Why is it needed?
Regular Expressions is a versatile tool for text processing. You'll find them included as part of the standard library of most programming languages that are used for scripting purposes. If not, you can usually find a third-party library. Syntax and features of regular expressions vary from language to language. Ruby's offering is based upon the Onigmo regular expressions library.
The String
class comes loaded with variety of methods to deal with text. So, what's so special about regular expressions and why would you need it? For learning and understanding purposes, one can view regular expressions as a mini-programming language in itself, specialized for text processing. Parts of a regular expression can be saved for future use, analogous to variables and functions. There are ways to perform AND, OR, NOT conditionals. Operations similar to range and string repetition operators and so on.
Here are some common use cases:
- Sanitizing a string to ensure that it satisfies a known set of rules. For example, to check if a given string matches password rules.

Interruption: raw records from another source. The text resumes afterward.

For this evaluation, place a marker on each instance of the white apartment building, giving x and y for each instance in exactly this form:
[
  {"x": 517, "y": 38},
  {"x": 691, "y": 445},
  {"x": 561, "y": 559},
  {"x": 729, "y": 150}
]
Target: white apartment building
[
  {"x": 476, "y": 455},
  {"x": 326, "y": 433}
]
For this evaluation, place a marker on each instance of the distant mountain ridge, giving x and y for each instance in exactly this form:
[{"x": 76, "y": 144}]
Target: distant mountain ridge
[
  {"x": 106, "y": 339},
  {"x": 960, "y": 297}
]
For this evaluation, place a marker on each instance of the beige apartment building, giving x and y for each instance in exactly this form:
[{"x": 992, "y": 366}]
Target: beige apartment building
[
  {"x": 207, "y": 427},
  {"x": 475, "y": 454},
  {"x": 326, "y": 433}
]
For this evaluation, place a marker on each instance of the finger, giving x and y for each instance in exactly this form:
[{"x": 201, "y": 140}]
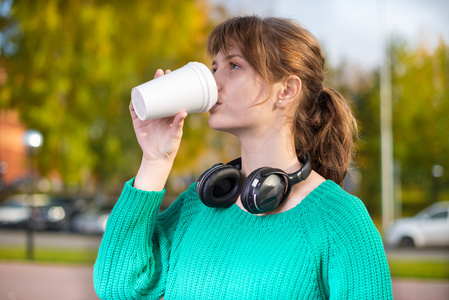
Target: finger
[{"x": 178, "y": 120}]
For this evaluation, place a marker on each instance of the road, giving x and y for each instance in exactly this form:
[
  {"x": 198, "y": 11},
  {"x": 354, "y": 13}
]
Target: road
[{"x": 23, "y": 281}]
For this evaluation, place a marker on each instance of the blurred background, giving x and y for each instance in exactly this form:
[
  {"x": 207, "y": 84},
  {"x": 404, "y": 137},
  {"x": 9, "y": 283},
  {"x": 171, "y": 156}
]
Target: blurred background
[{"x": 67, "y": 145}]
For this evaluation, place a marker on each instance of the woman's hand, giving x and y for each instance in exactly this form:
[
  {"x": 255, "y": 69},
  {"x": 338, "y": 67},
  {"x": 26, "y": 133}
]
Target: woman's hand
[{"x": 160, "y": 140}]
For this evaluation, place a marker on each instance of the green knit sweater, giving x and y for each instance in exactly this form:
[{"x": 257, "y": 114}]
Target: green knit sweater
[{"x": 325, "y": 248}]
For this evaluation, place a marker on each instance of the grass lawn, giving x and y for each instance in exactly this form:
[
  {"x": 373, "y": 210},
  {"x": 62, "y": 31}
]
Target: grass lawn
[
  {"x": 48, "y": 255},
  {"x": 419, "y": 269},
  {"x": 399, "y": 268}
]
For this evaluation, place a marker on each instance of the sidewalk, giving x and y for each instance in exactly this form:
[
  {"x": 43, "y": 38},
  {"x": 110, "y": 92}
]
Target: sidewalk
[{"x": 23, "y": 281}]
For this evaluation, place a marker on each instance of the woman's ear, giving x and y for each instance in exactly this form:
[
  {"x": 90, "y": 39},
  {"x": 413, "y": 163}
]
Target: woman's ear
[{"x": 291, "y": 88}]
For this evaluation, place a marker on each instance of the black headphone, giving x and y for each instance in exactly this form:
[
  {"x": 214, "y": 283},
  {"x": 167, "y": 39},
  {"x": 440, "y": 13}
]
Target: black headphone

- Filtering or extracting portions on an abstract level like alphabets, digits, punctuation and so on.
- Qualified string replacement. For example, at the start or the end of a string, only whole words, based on surrounding text, etc.
You are likely to be familiar with graphical search and replace tools, like the screenshot shown below from LibreOffice Writer. Match case, Whole words only, Replace and Replace All are some of the basic features supported by regular expressions.
Another real world use case is password validation. The screenshot below is from GitHub sign up page. Performing multiple checks like string length and the type of characters allowed is another core feature of regular expressions.
Here are some articles on regular expressions to know about its history and the type of problems it is suited for.
- The true power of regular expressions — it also includes a nice explanation of what regular means in this context
- softwareengineering: Is it a must for every programmer to learn regular expressions?
- softwareengineering: When you should NOT use Regular Expressions?
- codinghorror: Now You Have Two Problems — demystifies the often (mis)quoted meme
- wikipedia: Regular expression — this article includes discussion on regular expressions as a formal language as well as details about various implementations
How this book is organized
This book introduces concepts one by one and exercises at the end of chapters will require only the features introduced until that chapter. Each concept is accompanied by plenty of examples to cover multiple problems and corner cases. As mentioned before, it is highly recommended that you follow along the examples by typing out the code snippets manually. It is important to understand both the nature of the sample input string as well as the actual programming command used. There are two interlude chapters that give an overview of useful tools and some more resources are collated in the final chapter.
- Regexp introduction
- Anchors
- Alternation and Grouping
- Escaping metacharacters
- Dot metacharacter and Quantifiers
- Interlude: Tools for debugging and visualization
- Working with matched portions
- Character class
- Groupings and backreferences
- Interlude: Common tasks
- Lookarounds
- Modifiers
- Unicode
- Further Reading
By the end of the book, you should be comfortable with both writing and reading regular expressions, how to debug them and know when to avoid them.